Poi, dalla prima infanzia sino alla vecchiaia, siamo i recettori di stimoli, informazioni, contenuti provenienti dall’ambiente in cui viviamo, e da altri tempi e spazi: sono gli Altri che ci parlano. Quante volte abbiamo discusso sull’alterità, sulla relazionalità! La relazione tra Io e Tu è fondamentale per la crescita e lo sviluppo della nostra persona, sempre uguale e sempre diversa. Noi due siamo diversi perché, ad esempio io, fra mille e mille esperienze, non conosco l’Irpinia se non dai tuoi racconti e da quello che mi dice la storia, qualora volessi approfondire l’argomento; ma non potrò mai conoscere la Tua Irpinia che fa parte integrante della tua esperienza. Ecco in che consiste l’identità di una persona. Giambattista Vico non è Emanuele Kant. Tu, Mauro, non hai fatto la mia esperienza di guidare, all’età di nove anni nel 1938, il battello a pale Zanardelli, nel tratto tra Castelletto e Gargnano sorretto dal marinaio-timoniere Ceccon perché le mie braccia di fanciullo non riuscivano da sole a sorreggere il timone. Un’esperienza che ha contribuito a costruire la mia vita. Te lo immagini un bambino che guida un grosso battello della flotta del Garda?
Siamo uno e centomila perché innumerevoli furono le esperienze e le conoscenze che via, via aggiunsero qualcosa di piccolo o di grande alla nostra persona senza con questo disgregarla, perché il pilotaggio che feci sullo Zanardelli lo conservo gelosamente nell’animo come conservo il ricordo del braccio, divenuto giallastro, di Carlo Vischioni lasciato per alcune ore in un fossato dopo il bombardamento del Viadotto, il 22 luglio 1944. Frammenti della memoria, meglio, per stare nel tema, della coscienza: frammenti che brillano alcuni di gioia, altri provocanti dolore.
Uno e centomila, ma non nessuno, con buona pace di Pirandello. Nel vuoto contenitore indicato dalla parola nessuno non può essere collocato il rapporto tra me, ragazzo quindicenne, e il braccio abbandonato per alcune ore sotto il sole del 22 luglio 1944.
Ich und Du (“Io e Tu”) è il nucleo della filosofia di Martin Buber. Né l'Io, né il Tu vivono separatamente, ma essi esistono nel contesto Io-Tu. Non voglio ora soffermarmi sulla filosofia di Buber, che tu conosci bene. Dico semplicemente che la relazione con gli Altri dà la possibilità di convivere nella polis salvo che le leggi scritte non contrastino con il nostro sentire, un sentire dell’animo, della nostra coscienza (si veda il contrasto tra Creonte/Gengis Kahn/Napoleone/Hitler, e Antigone).

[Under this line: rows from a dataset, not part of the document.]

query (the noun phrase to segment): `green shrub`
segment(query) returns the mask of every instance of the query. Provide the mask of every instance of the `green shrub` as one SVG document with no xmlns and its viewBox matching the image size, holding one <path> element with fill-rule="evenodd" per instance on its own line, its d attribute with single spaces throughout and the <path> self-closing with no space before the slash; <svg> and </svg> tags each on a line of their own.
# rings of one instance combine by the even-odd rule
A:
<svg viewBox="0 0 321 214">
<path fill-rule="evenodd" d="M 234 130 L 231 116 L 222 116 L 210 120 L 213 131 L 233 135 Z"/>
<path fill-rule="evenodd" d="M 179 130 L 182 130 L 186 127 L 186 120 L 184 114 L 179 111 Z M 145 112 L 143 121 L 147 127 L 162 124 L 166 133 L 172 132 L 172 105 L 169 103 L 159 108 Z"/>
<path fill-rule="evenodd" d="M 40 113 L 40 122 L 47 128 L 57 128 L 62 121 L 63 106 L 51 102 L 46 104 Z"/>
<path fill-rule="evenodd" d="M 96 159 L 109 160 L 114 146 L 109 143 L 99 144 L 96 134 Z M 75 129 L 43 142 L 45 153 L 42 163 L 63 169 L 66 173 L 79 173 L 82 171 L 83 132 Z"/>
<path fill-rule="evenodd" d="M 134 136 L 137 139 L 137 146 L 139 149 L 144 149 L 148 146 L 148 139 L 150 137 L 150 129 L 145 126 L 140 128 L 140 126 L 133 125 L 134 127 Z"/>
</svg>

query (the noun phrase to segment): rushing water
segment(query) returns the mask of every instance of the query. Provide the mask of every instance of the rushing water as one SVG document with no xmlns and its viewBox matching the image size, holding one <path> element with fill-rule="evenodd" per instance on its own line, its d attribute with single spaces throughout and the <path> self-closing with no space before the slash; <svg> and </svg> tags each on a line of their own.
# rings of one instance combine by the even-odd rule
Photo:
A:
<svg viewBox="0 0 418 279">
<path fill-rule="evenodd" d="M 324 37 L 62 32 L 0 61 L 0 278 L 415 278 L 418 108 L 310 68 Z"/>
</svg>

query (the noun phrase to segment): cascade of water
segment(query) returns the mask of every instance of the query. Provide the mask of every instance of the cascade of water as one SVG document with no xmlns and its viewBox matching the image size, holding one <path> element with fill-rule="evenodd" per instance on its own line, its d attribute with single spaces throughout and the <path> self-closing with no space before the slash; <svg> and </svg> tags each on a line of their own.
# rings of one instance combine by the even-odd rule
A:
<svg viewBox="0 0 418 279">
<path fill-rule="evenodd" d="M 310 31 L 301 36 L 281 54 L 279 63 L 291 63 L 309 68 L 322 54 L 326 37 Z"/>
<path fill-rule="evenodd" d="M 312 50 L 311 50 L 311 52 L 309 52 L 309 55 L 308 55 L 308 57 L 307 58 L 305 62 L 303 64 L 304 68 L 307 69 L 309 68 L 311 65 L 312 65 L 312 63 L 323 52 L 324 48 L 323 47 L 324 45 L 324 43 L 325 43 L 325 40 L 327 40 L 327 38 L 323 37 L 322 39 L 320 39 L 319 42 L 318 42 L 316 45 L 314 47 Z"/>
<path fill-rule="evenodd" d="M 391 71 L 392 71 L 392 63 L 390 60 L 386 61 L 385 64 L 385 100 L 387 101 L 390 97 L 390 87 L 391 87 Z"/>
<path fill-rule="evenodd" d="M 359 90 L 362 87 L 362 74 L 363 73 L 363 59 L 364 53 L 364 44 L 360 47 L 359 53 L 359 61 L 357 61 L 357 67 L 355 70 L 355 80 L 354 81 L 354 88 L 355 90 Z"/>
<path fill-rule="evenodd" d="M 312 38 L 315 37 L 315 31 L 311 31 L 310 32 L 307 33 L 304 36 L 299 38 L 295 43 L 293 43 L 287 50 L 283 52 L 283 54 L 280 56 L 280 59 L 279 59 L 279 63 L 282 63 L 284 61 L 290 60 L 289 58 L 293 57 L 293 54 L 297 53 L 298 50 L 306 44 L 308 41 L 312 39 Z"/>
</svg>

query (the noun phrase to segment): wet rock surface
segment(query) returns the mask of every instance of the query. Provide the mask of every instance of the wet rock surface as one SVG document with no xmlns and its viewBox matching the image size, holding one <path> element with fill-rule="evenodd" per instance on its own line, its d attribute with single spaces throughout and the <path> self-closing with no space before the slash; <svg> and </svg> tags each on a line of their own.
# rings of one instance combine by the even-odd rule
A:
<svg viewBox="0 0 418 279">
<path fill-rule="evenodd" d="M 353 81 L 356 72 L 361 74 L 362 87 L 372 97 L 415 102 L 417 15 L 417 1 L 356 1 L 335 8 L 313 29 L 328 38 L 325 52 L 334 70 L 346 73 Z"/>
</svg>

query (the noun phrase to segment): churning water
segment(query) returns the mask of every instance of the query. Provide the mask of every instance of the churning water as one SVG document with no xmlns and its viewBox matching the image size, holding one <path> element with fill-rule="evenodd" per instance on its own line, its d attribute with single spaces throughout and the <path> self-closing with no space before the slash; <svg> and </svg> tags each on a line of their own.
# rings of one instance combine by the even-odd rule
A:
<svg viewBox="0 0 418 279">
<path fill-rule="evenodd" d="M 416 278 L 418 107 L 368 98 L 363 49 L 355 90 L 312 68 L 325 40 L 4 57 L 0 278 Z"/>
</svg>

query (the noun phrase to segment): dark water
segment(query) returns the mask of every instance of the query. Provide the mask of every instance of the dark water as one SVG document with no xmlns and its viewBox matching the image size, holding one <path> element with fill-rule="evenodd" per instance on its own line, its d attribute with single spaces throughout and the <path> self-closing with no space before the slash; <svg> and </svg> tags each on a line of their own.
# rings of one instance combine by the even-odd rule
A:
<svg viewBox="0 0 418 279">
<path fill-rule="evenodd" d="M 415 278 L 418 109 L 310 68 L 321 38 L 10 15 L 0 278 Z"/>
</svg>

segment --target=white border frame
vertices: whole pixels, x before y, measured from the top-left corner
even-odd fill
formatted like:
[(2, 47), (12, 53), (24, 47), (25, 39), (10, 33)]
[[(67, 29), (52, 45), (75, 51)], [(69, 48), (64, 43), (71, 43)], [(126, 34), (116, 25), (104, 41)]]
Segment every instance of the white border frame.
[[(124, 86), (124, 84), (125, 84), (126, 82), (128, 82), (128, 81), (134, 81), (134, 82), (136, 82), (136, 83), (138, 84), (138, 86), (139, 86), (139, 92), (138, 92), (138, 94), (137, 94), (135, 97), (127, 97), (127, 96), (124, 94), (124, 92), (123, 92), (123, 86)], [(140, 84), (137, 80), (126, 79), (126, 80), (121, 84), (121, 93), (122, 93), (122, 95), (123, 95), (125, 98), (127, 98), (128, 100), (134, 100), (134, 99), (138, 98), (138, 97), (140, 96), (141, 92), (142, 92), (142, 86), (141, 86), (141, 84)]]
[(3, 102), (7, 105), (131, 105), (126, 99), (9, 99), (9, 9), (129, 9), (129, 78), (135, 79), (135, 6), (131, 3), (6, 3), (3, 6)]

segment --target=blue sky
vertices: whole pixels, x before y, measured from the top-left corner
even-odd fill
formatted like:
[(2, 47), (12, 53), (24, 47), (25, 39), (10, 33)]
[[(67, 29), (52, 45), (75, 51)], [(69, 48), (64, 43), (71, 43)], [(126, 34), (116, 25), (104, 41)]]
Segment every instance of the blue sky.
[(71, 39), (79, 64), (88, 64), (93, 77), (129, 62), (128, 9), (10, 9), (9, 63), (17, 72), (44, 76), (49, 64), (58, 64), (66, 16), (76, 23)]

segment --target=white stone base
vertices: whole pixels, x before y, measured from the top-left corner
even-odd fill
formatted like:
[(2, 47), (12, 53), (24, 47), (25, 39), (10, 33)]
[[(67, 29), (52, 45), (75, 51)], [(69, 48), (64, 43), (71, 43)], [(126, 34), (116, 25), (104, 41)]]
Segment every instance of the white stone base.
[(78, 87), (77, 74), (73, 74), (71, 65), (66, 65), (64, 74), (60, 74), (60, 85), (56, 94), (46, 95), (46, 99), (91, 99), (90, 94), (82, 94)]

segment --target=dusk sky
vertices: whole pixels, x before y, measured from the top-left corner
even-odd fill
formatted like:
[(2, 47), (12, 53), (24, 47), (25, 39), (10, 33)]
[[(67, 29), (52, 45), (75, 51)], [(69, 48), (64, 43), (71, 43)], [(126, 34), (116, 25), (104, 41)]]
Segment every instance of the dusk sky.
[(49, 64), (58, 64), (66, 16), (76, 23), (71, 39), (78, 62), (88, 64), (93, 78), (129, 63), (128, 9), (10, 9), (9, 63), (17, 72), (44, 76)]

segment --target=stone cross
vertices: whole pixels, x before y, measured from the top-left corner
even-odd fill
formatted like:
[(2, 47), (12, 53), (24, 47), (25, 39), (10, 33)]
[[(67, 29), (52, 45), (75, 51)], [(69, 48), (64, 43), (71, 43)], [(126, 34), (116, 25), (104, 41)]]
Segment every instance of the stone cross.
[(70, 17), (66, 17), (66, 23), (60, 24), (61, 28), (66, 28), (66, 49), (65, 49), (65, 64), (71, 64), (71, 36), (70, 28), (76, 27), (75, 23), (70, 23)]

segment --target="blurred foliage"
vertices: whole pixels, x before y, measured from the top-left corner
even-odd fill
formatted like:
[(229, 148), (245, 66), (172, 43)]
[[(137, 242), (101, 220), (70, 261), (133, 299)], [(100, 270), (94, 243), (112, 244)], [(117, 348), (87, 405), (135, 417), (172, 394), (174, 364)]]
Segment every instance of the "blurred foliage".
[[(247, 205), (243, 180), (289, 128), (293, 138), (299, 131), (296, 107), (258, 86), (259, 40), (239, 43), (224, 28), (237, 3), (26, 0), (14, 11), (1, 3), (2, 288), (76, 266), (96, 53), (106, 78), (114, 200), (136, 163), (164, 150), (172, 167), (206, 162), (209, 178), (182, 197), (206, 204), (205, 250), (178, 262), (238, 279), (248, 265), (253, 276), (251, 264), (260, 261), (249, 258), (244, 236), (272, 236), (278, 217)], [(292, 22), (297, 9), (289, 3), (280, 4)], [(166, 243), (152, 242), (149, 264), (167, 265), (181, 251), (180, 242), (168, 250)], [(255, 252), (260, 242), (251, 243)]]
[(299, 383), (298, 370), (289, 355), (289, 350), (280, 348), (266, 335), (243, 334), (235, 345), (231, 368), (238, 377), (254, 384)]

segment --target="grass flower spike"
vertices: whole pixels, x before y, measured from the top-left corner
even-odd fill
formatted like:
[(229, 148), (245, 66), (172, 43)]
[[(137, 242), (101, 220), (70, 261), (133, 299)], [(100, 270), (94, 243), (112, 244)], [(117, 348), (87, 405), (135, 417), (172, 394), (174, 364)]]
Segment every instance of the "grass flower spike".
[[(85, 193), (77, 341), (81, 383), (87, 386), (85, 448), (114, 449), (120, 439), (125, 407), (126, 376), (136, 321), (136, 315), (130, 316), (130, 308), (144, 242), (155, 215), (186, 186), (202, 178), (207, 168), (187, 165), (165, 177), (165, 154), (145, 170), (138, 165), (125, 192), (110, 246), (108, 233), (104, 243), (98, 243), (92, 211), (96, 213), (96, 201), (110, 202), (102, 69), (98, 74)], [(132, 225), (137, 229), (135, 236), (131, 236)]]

Antigone segue le leggi del cuore, l’impulso che a lei proviene dal profondo del suo essere. Antigone, nella libertà di spirito che non conosce servilismo, sa ascoltare quello che natura (in verità lei parla di leggi divine, ma noi modernamente traduciamo) le ha instillato sin dalla sua nascita, cioè l’impulso a dialogare con gli altri, a vivere armonicamente con essi senza ricorrere alla violenza, ad aver bisogno di essi in un reciproco dare. Questa è una morale naturale, laica, non discesa da alcun monte in quanto dettata da un Dio che alcuni pretendono parli dietro nubi tempestose.
Ti saluto caramente, in attesa di altri nostri conversari.